One CrossFitter famous for his intimacy with and successful management of physical danger observed that our intense workouts develop courage. Does the panic of crushing output acquaint us with fear so that we, in part through training, deflate the true cost – fear, of courage?
Similarly, lessons and expressions of self-discipline, responsibility, friendship, work, perseverance, and faith come easily and regularly in the best training environments.
The impact on character of athletic training has even caught the attention of academics. Numerous studies have demonstrated that athletes compared to nonathletes:
- Are more extroverted and open in their outward communications
- Have a stronger achievement need
- Have a stronger stimulation need
- Are more aggressive
- Are more psychologically stable
- Have better emotional self-control and are emotionally more stable
- Are less anxious
- Are more confident
- Show a higher degree of dominance
- Show a higher degree of responsibility
While scientists study and debate whether these traits develop athleticism or if physical training builds these traits, coaches from a hundred athletic disciplines regularly, and in the course of their daily work, hone these capacities to a razor’s edge in tens of thousands of athletes.
Physical movement, overcoming obstacles, and exercising the will is required of life and is the very essence of being human. We believe that purpose is not bestowed upon us but created by the very act of turning thoughts and dreams into physical events in a continuous chain of efforts.

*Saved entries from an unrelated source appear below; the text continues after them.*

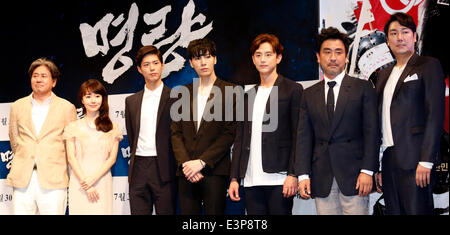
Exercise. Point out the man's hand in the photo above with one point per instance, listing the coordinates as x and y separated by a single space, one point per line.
379 182
233 190
191 168
422 176
304 188
364 184
290 186
196 178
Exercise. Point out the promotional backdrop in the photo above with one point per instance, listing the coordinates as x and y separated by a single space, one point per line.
99 39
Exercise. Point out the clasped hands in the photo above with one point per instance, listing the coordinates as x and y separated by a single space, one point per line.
87 185
192 168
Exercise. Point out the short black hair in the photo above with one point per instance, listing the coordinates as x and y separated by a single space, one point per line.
403 19
199 47
332 33
147 50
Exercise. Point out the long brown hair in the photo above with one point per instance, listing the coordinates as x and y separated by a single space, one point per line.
102 122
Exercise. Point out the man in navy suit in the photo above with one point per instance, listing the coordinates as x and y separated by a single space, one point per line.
264 148
151 174
338 134
411 96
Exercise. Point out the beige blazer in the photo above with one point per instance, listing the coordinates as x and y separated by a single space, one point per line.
47 146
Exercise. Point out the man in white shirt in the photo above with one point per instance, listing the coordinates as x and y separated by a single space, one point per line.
264 149
411 96
151 174
38 172
337 143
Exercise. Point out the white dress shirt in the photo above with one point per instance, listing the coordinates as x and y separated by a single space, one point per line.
146 145
255 176
336 88
202 98
386 129
39 112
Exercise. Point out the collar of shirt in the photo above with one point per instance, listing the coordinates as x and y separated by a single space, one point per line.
45 103
338 79
155 93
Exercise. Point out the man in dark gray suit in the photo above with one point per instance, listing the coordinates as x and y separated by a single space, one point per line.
338 134
411 96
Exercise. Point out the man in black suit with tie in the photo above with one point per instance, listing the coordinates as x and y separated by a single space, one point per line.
411 96
151 174
202 144
264 149
338 134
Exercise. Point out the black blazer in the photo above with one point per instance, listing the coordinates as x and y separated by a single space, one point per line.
165 160
417 111
278 147
212 143
342 147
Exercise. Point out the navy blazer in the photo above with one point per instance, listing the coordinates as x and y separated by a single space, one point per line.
278 147
417 111
341 147
212 142
165 160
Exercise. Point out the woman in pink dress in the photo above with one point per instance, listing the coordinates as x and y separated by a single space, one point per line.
92 143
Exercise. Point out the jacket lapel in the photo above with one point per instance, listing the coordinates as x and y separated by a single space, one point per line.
162 103
138 107
218 84
341 103
320 100
408 68
384 76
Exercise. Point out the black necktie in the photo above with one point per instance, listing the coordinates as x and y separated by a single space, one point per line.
330 100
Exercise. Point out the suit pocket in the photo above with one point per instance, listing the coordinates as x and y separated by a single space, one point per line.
417 130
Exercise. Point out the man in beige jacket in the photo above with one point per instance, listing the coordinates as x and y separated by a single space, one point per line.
38 173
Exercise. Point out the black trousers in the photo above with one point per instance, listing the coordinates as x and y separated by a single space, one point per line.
207 195
146 189
402 196
267 200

The value and the cost of achievement are paradoxically contained within the struggle and nobility of the endeavor, and it is noble struggle that leads to purpose.

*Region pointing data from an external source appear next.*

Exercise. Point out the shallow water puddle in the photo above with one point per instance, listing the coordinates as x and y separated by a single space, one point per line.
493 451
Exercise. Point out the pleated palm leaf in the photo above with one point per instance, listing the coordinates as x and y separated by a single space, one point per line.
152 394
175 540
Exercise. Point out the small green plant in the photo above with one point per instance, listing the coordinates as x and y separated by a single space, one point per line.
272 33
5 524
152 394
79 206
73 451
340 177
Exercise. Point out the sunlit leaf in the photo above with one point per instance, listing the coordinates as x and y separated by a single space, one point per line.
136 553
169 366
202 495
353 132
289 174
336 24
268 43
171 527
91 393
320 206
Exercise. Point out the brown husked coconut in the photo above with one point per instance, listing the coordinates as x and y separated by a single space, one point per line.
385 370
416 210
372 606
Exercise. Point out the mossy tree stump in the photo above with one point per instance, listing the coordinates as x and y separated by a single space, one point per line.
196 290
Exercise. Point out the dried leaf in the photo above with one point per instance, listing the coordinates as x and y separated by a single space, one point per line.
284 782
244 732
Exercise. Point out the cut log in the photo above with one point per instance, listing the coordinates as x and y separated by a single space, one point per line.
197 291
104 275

Even beyond this, for CrossFitters, highly developed human performance is art and personal participation in these arts, at all skill levels, is a transcendent experience. Athletes, for us, are like musicians, painters, and poets.
A physical culture that inspires, guides, and enriches every aspect of our being may add years to our lives but certainly adds life to our years.
Longevity independent of achievement, capacity, independence, productivity, and self-sufficiency potentially becomes grotesque. One discomforting scenario for the future is that life expectancy will rise to 150 with the last 75 years being spent in a nursing home.
Discussion about trading quality for quantity of life is largely hypothetical because current knowledge about fitness and longevity offers no such trade. It is our hope and belief that longevity will optimize under conditions where functional capacity does as well.
For CrossFitters the answer to “Why fitness?” is because fitness is transcendent of all but virtue, which it nourishes, and longevity and even health are but aspects of fitness.